A Look Back At The Largest LBO Ever –

For good or for ill – and a final call on that depends on who you ask – leveraged buyouts jumped to the forefront of the financial world in 1988, when Kohlberg Kravis Roberts & Co. began its now legendary quest to buy tobacco and food powerhouse RJR Nabisco. Immortalized in print in the book Barbarians at The Gate, and in a subsequent made for television movie, the $25 billion deal still stands, by far, as the largest LBO ever completed and a seminal event for the buyouts industry as a whole. Meanwhile, for some in the general public, the buyout, which had a total value of $31.4 billion (the $25 billion cash price plus debt assumed by KKR), is remembered as one of the defining symbols of the 1980s era of corporate greed.

“Just the pure size of the transaction as well as the fact that this deal sort of ended up being the last hurrah of Drexel Burnham Lambert – whose power to raise money meant no company was immune from a takeover – these two elements kind of crystallized and made the deal something everyone was watching,” says a source close to the deal.

The battle for RJR began in late October 1988 when F. Ross Johnson, president and chief executive officer at RJR Nabisco, launched a management-led LBO bid for the company at $75 a share for a total value of $17 billion. Word that one of the country’s biggest brand-name companies was in play at a price that seemed cheap to some sparked interest in financial circles, and KKR launched a competing bid for RJR on Oct. 24, offering $90 a share. Just over a month of jockeying, deal structuring and back-and-forth bidding later, KKR won the auction for the company with a $109 per share offer for some $25 billion in total value. Kravis and Roberts became famous, while Johnson became the physical embodiment of greed (his picture running on a Dec.1988, cover of TIME Magazine next to the headline “A Game of Greed”).

KKR invested a staggering $3.2 billion of total equity into RJR Nabisco, expecting the deal to be worth the time and effort put into the transaction. Unfortunately for KKR, the RJR Nabisco deal did not perform up to expectations. “At the time of the deal, no one anticipated, which meant no one was ready to factor into their financial models, the anti-smoking sentiment that gripped the country after 1989 and the litigation hits tobacco companies took,” the source says. “If you just looked at the normal price increases that one would have expected to occur, the thing was a grand slam.”

In 1995, KKR launched an initial public offering of 19% of its Nabisco business, which netted approximately $1.2 billion.

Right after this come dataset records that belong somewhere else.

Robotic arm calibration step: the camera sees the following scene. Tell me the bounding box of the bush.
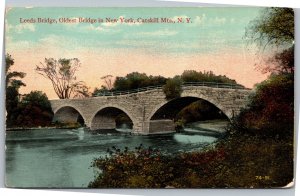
[234,74,294,138]
[163,77,182,100]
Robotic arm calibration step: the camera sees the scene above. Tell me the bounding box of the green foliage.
[181,70,237,84]
[163,78,182,100]
[234,74,294,137]
[5,54,26,89]
[35,58,89,99]
[7,91,53,127]
[175,100,225,124]
[246,7,295,47]
[89,135,293,188]
[246,8,295,73]
[114,72,167,90]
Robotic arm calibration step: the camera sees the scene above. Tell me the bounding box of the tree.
[5,54,26,125]
[101,75,113,90]
[35,58,89,99]
[13,91,53,127]
[246,7,295,48]
[246,8,295,73]
[234,8,294,139]
[163,77,182,100]
[5,54,26,89]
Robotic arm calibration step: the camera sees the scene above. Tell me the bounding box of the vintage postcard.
[5,7,295,188]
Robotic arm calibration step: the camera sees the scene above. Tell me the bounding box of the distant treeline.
[93,70,237,95]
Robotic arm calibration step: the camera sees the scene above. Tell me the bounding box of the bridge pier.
[50,85,253,135]
[133,119,175,135]
[90,116,116,130]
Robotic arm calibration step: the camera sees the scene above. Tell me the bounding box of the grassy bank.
[89,130,293,188]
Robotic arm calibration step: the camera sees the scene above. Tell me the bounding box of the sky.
[5,7,267,99]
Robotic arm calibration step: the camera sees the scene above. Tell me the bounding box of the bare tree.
[35,58,89,99]
[101,75,113,90]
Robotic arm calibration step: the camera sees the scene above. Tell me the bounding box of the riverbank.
[89,129,293,188]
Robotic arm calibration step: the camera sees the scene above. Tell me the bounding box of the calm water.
[6,123,225,187]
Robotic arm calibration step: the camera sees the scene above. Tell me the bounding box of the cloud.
[211,17,227,25]
[136,29,178,37]
[14,23,35,33]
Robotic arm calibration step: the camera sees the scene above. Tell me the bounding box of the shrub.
[163,77,182,100]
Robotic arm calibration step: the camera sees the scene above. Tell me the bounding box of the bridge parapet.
[50,85,253,134]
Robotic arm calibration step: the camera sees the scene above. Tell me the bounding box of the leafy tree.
[163,77,182,100]
[5,54,26,126]
[234,8,294,139]
[5,54,26,89]
[246,8,295,73]
[246,7,295,48]
[175,100,226,123]
[181,70,237,84]
[35,58,89,99]
[101,75,113,90]
[13,91,53,127]
[235,74,294,138]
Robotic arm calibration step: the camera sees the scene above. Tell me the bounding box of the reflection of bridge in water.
[50,83,252,134]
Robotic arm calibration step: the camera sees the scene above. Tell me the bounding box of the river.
[6,120,227,188]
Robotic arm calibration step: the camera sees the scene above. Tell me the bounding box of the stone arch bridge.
[50,85,252,135]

Late that year, KKR acquired Borden Inc. through a $2 billion stock swap using RJR Nabisco shares. KKR also sold the rest of its remaining 8% stake of RJR shares in early 1995 for a price reported to be about $5.73 a share, which was only ever so slightly more than the $5.63 per share on an adjusted cost basis that KKR paid to acquire RJR.

The fizzling of what was supposed to be a signature deal both for the industry and for KKR does not seem to have had staggering negative after-effects, beyond affecting the firm’s overall rate of return. “In terms of how it affected the firm, they had a lot of money tied up in the transaction that hasn’t gotten them any great returns, so that’s not good,” says a GP that was close to the deal. “But the company did well, it divided up, paid off its debt, created value.”

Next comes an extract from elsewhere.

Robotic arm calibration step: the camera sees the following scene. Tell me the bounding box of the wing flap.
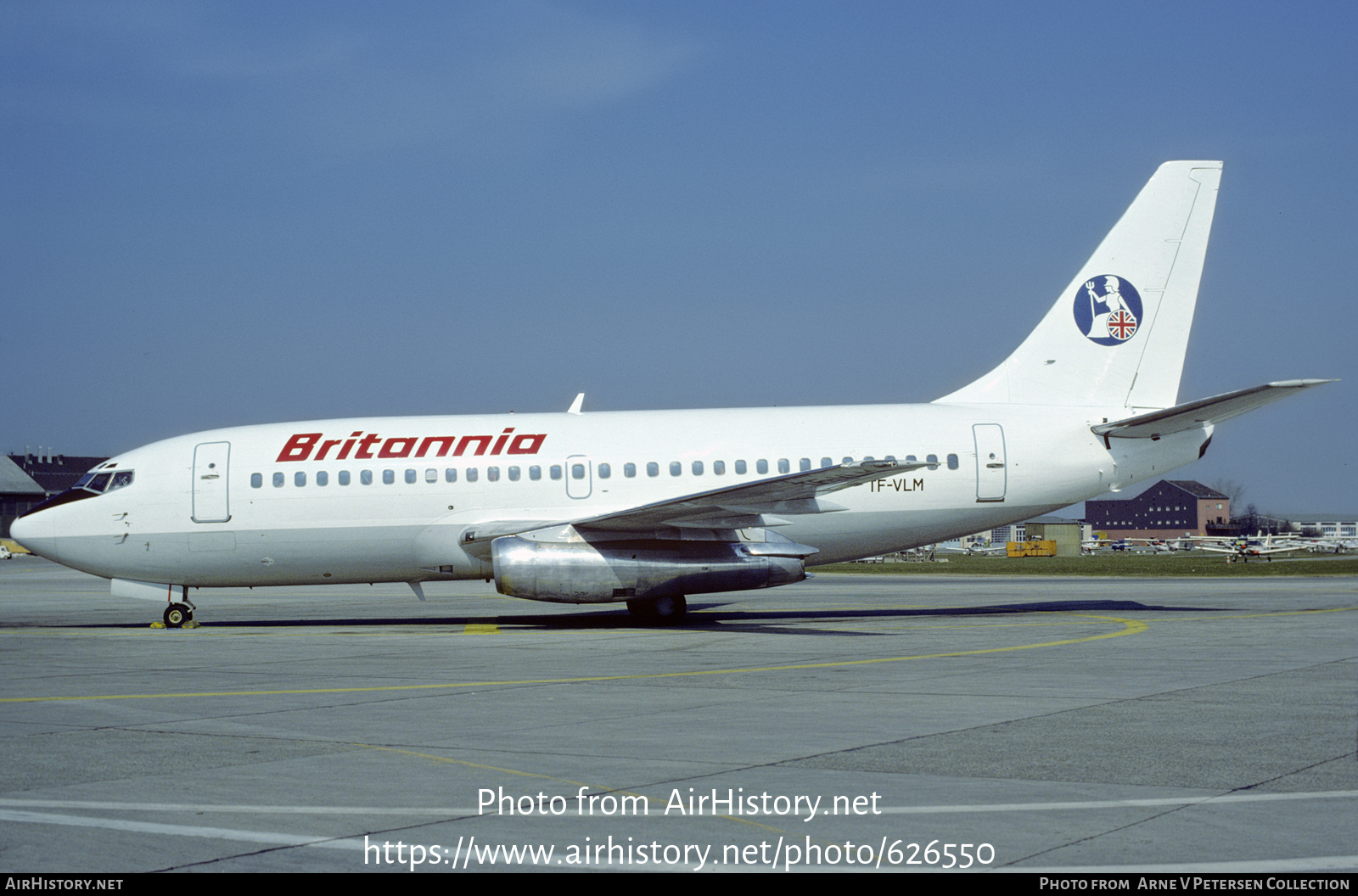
[575,460,934,531]
[460,460,935,555]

“KKR made a huge bet which, ultimately didn’t pay off,” says the original source. “But the fact that they still have the faith of their key investors shows how strong their other deals have performed.” There is plenty of evidence to support this view, including the fact that KKR’s Millennium Fund has raised more than $5 billion over the last two years.

Although it has become a cliche to note that records are made to be broken, most agree it is unlikely the industry will ever see a deal as large as the RJR Nabisco buyout.

“Could you raise $30 billion to purchase a company now?” asks the GP source. “The high yield market is not as effervescent as it was. The bank debt market isn’t as effervescent. So you’d need more equity today….Considering you could even do it, you’d have to put in the neighborhood of $10 billion in equity. I’m not sure there’s that much out there in terms of value.”

The size of the possible $8 billion buyout of Qwest Communications International Inc.’s yellow pages division – the biggest potential deal the buyout market has seen in some time – pales in comparison to the RJR Nabisco deal. KKR also claims the second largest LBO of all-time with the $8.7 billion purchase of Beatrice in 1986.